Astronomers discovered metal-rich galaxies hiding in early Webb observations

Astronomers inspecting an image of an early galaxy taken by James Webb have discovered something intriguing at the galaxy’s outer edge. That discovery appeared like a blob of light near the edge of the galaxy. However, upon closer inspection of the target area, which encompassed SPT0418-47, an early galaxy bent into an Einstein Ring by gravitational lensing, revealed a hidden metal-rich galaxy.

The hidden galaxy is believed to have hosted multiple generations of stars despite its young age, estimated to be only 1.4 billion years old. Bo Peng, a doctoral student in astronomy who led the new analysis, says that they found the galaxy to be “super-chemically abundant.” These “metal-rich galaxies” are exceptionally notable because of how much metal material is found within them.

The initial photos of this Einstein ring were shared by community members who uncovered the data for the observations in James Webb’s scientific collection back in 2022. Those photos were spectacular, but the hidden metal-rich galaxy didn’t come into focus until astronomers began to look back at the data.
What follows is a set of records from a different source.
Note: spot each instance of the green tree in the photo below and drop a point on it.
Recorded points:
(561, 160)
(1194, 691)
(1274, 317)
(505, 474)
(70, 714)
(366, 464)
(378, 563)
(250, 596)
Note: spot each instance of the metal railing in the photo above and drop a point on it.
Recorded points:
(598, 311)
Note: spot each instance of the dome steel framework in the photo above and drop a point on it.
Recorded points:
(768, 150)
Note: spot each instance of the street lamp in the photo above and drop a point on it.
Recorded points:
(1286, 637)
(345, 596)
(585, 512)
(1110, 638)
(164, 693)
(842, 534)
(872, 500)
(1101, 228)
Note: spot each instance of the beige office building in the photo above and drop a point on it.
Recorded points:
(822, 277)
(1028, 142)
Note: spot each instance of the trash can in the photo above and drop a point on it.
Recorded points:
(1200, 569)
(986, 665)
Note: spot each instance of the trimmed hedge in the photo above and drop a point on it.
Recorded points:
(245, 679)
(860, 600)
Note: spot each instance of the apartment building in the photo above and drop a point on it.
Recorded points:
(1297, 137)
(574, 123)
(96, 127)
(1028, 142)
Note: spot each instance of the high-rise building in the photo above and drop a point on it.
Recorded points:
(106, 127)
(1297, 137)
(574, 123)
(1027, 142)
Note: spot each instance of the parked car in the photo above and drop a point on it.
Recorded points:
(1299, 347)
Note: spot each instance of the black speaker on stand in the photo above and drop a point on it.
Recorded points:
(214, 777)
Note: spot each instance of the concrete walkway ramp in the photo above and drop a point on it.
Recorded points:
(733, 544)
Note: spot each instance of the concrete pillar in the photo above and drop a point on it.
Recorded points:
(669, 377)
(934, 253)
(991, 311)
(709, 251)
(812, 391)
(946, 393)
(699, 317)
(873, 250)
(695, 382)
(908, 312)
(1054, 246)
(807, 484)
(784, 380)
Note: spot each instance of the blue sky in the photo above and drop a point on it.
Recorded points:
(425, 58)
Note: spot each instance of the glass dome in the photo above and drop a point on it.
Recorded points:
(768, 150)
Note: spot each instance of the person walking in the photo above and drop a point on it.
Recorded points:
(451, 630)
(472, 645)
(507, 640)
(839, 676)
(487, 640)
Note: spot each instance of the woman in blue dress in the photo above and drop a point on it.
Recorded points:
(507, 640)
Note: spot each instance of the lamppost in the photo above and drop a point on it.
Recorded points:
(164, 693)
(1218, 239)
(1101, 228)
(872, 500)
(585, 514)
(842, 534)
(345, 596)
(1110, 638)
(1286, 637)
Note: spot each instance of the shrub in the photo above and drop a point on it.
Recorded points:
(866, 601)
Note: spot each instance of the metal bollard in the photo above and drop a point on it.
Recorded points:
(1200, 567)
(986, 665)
By looking at the data in a new way, astronomers were able to uncover even more about that region of space.

James Webb spots Einstein Ring

Additionally, Peng says that the James Webb space telescope is completely changing the way that astronomers view these systems. The telescope, which will have been in service for a year in July, is also opening new doors for how we study stars and galaxies that formed in the early days of our universe, Peng explained in a statement. The discovery of this hidden metal-rich galaxy is just more proof of that.

Earlier photos of the same Einstein ring taken by the Atacama Large Millimeter/submillimeter Array (ALMA) in Chile show similar data. However, that data wasn’t strong enough to be taken as anything other than random noise, at least not until James Webb provided more information to help astronomers formulate exactly what they were looking at.

Together, the information from both telescopes helps to paint a complete picture of the metal-rich galaxy that astronomers believe is hiding behind the ring. A paper on the findings was published in The Astrophysical Letters Journal, showcasing how astronomers discovered the new galaxy.